That story of the first combine in Lincoln County stimulated some interesting questions that required some equally interesting answers. There are still a few older, well seasoned ex-farmers around that have breathed a little more harvest dust than I have. They recall with pride how they handled scads of horses that were used to furnish power, so those old wooden combines could reap the golden grain. Their knowledge on how to handle horses with ease, was truly an inherited gift.
During the harvest of 1931 and '32 I, too, served time on the deck of my cousin’s Rumely combine. I substituted as part time sack sower and header puncher. Naturally, by the code of that time, everyone but the separator tender had to help take care of the horses when they weren’t pulling. My association with horses never caused me to fall in love with them. I was always leery of those big animals , and was thankful that they didn’t find out that I was a green horn.— Nothing made me happier than when dad mortgaged the family farm so I could start up farming in 1928 with a brand new International tractor.
Anyway, those horse farming days during harvest brought out their fair share of rounders that happened to love and understand horses - and many were hired. ‘Windy’ Anderson was one of them. He was assigned on the same combine I was on. From his crows nest, he knew how to make all those horses tow the mark. In a couple of days Anderson, the skinner, learned and remembered every horse by its legal name.

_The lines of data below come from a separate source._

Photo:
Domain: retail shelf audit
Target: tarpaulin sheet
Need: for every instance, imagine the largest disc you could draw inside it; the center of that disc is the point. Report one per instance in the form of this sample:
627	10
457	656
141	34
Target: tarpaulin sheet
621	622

On the week-ends ‘til harvest was completed, all the horses were turned loose, so they could enjoy their weekly frolic and a good roll in the dust. All day Sunday the horses spent their time browsing around a previously harvested field, eating stray wheat heads.

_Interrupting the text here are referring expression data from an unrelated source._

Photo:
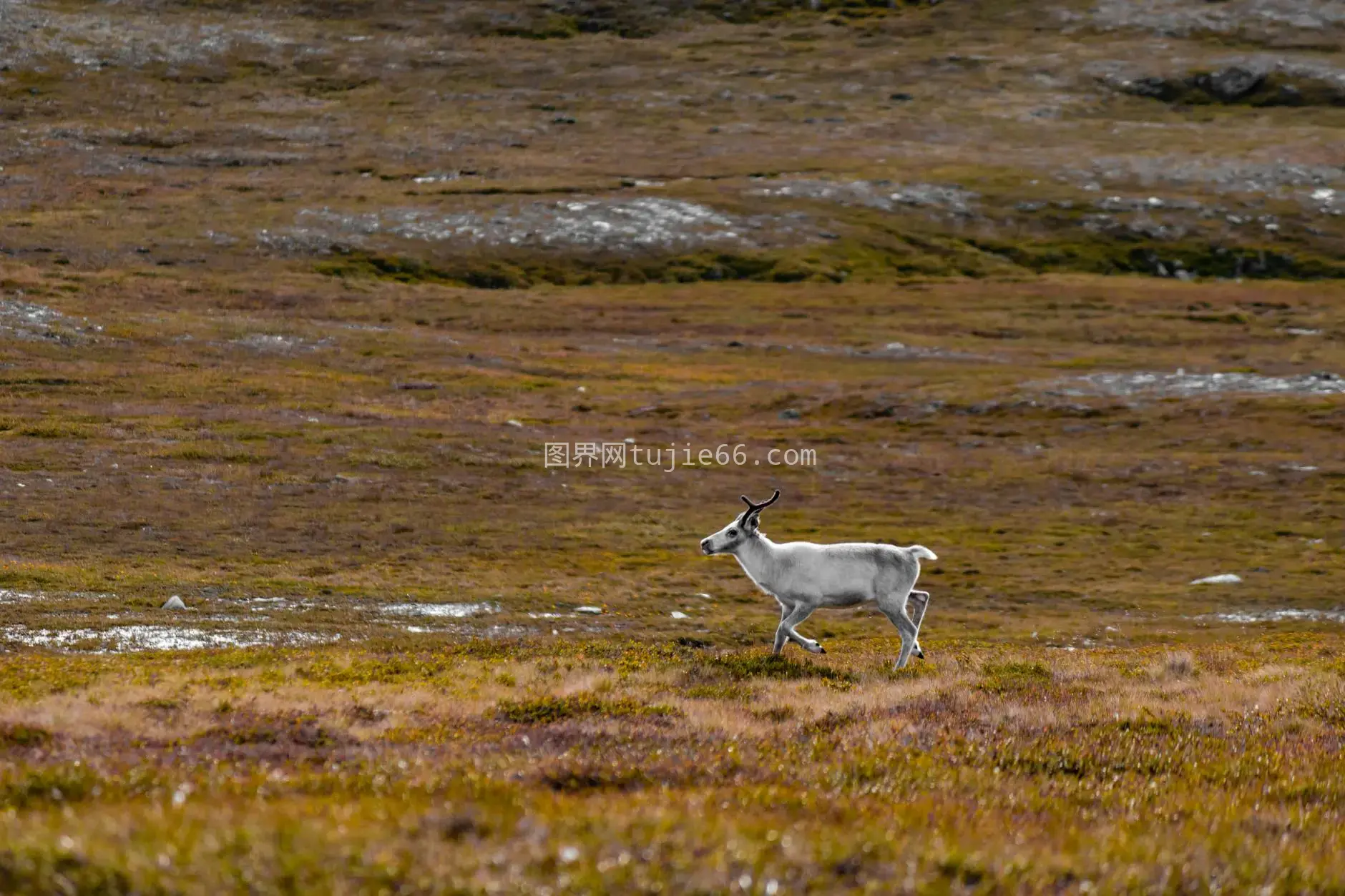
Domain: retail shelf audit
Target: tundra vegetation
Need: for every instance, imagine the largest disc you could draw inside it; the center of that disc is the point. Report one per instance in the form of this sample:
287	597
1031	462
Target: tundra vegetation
292	296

Come early Monday morning, ‘Windy’ Anderson would jump on a well trained saddle horse and soon would have the vacationing horses back in the barnyard. By doing a lot of cussing, he soon had every horse in it’s proper stall, except for three black ones which ‘Windy’ had trouble identifying ‘til he called out loudly each name of the black horse and waited for certain horses to freeze or jump.—Yes, old ‘Windy’ was an excellent horseman, but he was no better than he thought he was. His tales on how he conquered and saddle-broke a couple of wild horses in one afternoon didn’t impress the rest of us. However, his butt did look like it had been driven up his spine, to some extent, from riding bucking horses.